We’ve all been there.
Eventually we discover that our clients had a more pressing objective in mind. They just wanted the work done. Complete. Whole. With a single point of contact.
That doesn’t suggest, nor should it, that the client was asking for a single person to do all the work—especially if it means doing work you’re not skilled at.
And that’s where the mixup comes in.
Because we think our clients’ desire to have a single point of contact means they want us to be a one-stop shop. But think of this another way. Ask yourself if your clients—any of them—have ever wanted to pay for you to learn on the job. Most of us have never had a client say something like:
Go on, I know you don’t know it, but go ahead and meander around and try to figure it out, and just keep track of your hours so I can pay you for learning.
What Clients Want
Clients want optimized and efficient delivery of services (and products), without adding complexity of their side of the business interaction. They want people with experience working on tasks, without having to manage all those people and the potential places where they overlap with each other.
What You Need
And that’s why an account manager, client manager, or project manager (different roles, but similar if the size of your WordPress professional service company is small) is critical to your success.
But how do you find them? And how can you determine that they’re going to be able to really help your organization?
Three Critical Traits
Here are the three most critical traits I’ve found are needed for that role.
1. They must be people who can stay calm.
I find that people who, either temperamentally or through skill, can stay calm when others are freaking out are excellent in the role of a account manager (AM), or project manager (PM).
When clients are frustrated, the last thing you want is for the emotions of your own staff to enter into the dynamic and escalate things. If the person can take their own emotions out of the equation, and focus purely on a client (and their emotions), you’ll have found a winner.
2. They must be people who can make decisions quickly.
My friends and I in college took the Myers Briggs Type Indicator (MBTI) several times—checking and re-checking to see when and if we had changed our types. While for some people it did change, for others it never did. The last letter in the acronym can be, for those who don’t know the test, either a J or a P.
Myers Briggs puts it this way:
In dealing with the outside world, do you prefer to get things decided or do you prefer to stay open to new information and options? This is called Judging (J) or Perceiving (P).
Trust me when I tell you that in this role, people leaning strongly J are most helpful.

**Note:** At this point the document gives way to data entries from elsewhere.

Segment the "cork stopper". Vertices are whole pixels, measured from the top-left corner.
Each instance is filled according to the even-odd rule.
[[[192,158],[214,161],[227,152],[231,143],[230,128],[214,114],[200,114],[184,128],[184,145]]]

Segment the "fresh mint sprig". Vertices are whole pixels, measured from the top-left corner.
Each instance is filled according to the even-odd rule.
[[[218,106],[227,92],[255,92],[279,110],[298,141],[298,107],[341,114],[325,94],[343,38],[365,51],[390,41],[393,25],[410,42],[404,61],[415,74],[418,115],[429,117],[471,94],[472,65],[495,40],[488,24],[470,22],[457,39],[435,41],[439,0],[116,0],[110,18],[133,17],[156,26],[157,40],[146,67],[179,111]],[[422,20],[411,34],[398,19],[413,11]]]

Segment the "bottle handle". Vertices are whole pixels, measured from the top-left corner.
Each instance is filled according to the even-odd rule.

Of course that doesn’t mean you want people running around making crazy decisions without any consideration. But you want someone who is comfortable putting a question to bed by making a decision and then moving forward.
3. They must be people who can negotiate.
There will often be a document of scope. There will often be things that are missing from it. There will often be new items a client requests. Sure, you can do a change order for every. single. thing.
But you don’t have to with the right AM or PM. Because if they can negotiate well, they can massage things over with a bit of trade-off decision making. I can’t tell you the number of times a PM has sat with a client and said, “I can get that for you. But…it likely means we’ll have to limit how much we spend on something else, like that for example.”
In the end, we cut something the client doesn’t feel is as urgent (even though it was in the initial formal scope), and add something that they do feel is more urgent. All without having to create more paperwork. Or approvals. Or drama.
Conclusion
In short, don’t skimp on this role. This isn’t a role you fill when someone can’t cut it in QA or development. This isn’t a role for the designer to fill in when they’re not designing. This role is a key component in keeping things running smooth in your business. But more importantly, it’s a key component in your ability to earn revenue. So choose carefully and hire well.
Oh, and once you have them, make sure they know how much you appreciate them!